Hay quienes piensan que el Ecuador es tan solo una línea imaginaria e incluso se solazan con el enunciado teorético de que nuestro país no existe. Tal vez no existe como ellos hubiesen querido que el país sea: intelectuales que reniegan del lugar en donde nacieron porque —vanidosos que se avergüenzan de su patria igual que el nuevo rico de la madre que no terminó la secundaria—, imaginan que su obra tendría mejor suerte si hablaran francés o español con escupitajos madrileños. Nos tocó el destino de ser nominados por causa de nuestra ubicación geográfica pero las tierras del Ecuador encierran una cultura signada por la diversidad, un espacio que conjuga maneras diferentes de ser y estar en el mundo. Y, a pesar de las lucubraciones, la línea imaginaria existe: atraviesa la conciencia de nuestra nación plural.
En esa gran patria que es la lengua habitan nuestras patrias chicas, aquellas que compartiendo el territorio del español tenemos formas expresivas y acentos propios como propia es la historia y la cultura múltiple que encierran el territorio que nos define como Estados. Porque, si bien es cierto, pertenecemos al inmenso ámbito de la literatura escrita en español también formamos un territorio más pequeño que continúa, como en los tiempos de la colonia, distante de la metrópoli porque en esta globalización del tránsito libre de los capitales se han erigido, cruel paradoja, las mayores barreras para el paso libre de las personas. Y, aunque compartimos la patria de la lengua, padecemos para la obtención de nuestros visados y una vez allá somos motejados sudacas.
Existimos como cultura de variada expresión, como territorio de la diversidad, como historia particular que nos ha hecho ser lo que somos, como nación múltiple que se construye a sí misma de manera permanente, como una identidad contradictoria, múltiple y mutante. Existimos con nuestras señas particulares, con una vida propia al margen de ese mundo global del que somos discriminados por un pasaporte motivo de sospecha en las aduanas de la segregación y el miedo a nuestra piel. Existimos con una identificación marcada en el rostro que nos vuelve una comunidad en cualquier punto del planeta que habitemos.
Es como si las palabras de la tribu se perfumaran de cacao de aroma o de café de altura, se vistieran de sombreros de paja toquilla de Montecristi o de poncho otavaleño, se presentaran en el sabor único de nuestros langostinos, se musicalizaran en la dulce voz atenorada de Julio Jaramillo o en el rítmico carnaval de la marimba esmeraldeña, se divirtieran en el fútbol entusiasta y pundonoroso de nuestra selección nacional, se fundieran en la naturaleza biodiversa de la Amazonia o las islas Galápagos.
Y nuestra literatura —no por su color local sino por la tradición cultural en la que está embebida— es una de las tantas expresiones que nos diferencia de y nos acerca a las otras patrias chicas.
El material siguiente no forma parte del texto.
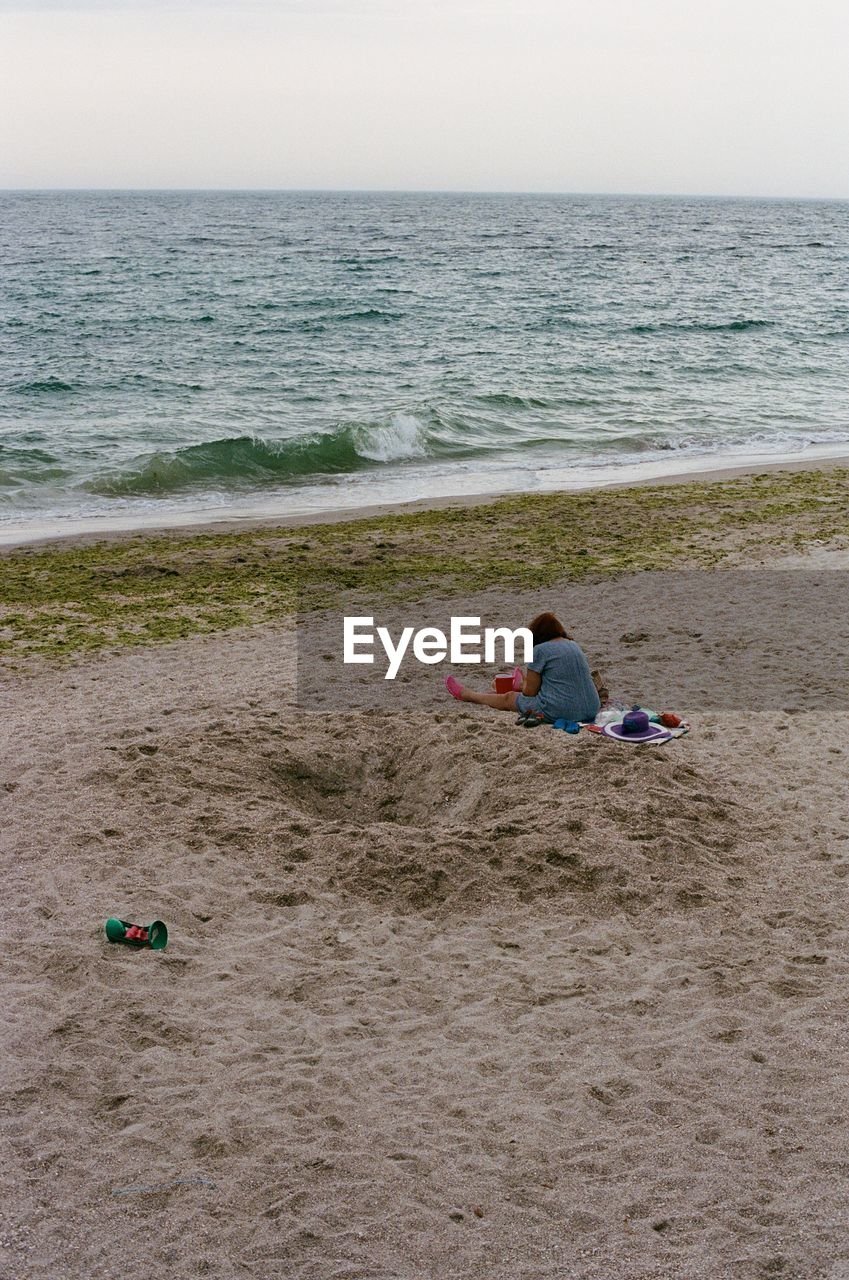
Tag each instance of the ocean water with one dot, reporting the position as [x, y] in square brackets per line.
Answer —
[170, 355]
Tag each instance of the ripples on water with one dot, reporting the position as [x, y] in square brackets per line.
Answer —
[161, 350]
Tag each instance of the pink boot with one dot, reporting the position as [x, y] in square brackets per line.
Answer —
[453, 688]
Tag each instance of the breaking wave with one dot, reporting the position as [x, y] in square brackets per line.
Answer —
[247, 461]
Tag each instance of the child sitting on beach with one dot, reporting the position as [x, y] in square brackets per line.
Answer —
[557, 685]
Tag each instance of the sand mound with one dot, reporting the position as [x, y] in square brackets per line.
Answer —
[442, 997]
[439, 813]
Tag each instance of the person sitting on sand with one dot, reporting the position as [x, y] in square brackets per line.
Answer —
[557, 684]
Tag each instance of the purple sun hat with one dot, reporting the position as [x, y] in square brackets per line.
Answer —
[637, 727]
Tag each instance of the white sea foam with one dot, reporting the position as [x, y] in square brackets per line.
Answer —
[402, 437]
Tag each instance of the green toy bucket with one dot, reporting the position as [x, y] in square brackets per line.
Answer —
[153, 936]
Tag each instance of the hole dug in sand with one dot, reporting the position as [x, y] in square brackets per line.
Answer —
[423, 813]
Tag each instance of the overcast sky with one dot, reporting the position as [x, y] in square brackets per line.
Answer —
[716, 96]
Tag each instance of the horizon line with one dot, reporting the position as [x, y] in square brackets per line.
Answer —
[416, 191]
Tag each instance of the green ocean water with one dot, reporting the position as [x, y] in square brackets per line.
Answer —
[172, 352]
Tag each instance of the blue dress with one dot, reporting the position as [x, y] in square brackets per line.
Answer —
[566, 690]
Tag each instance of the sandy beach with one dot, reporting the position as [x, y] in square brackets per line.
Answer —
[442, 997]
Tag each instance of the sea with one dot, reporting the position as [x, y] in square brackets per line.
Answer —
[178, 356]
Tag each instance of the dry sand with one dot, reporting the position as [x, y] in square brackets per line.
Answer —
[443, 999]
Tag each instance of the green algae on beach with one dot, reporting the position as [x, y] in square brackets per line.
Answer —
[63, 600]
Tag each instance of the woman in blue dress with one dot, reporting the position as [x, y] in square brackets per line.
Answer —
[557, 685]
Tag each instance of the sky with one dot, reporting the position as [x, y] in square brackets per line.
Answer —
[726, 97]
Se trata de una literatura más bien desconocida entre los habitantes de la patria de la lengua española pero también de una literatura que, embebida de la tradición literaria del país, se alimenta sin complejos de la tradición de la lengua y del mundo. Una literatura que da cuenta de la diversidad que constituye esa unidad de formas múltiples y disímiles llamada Ecuador.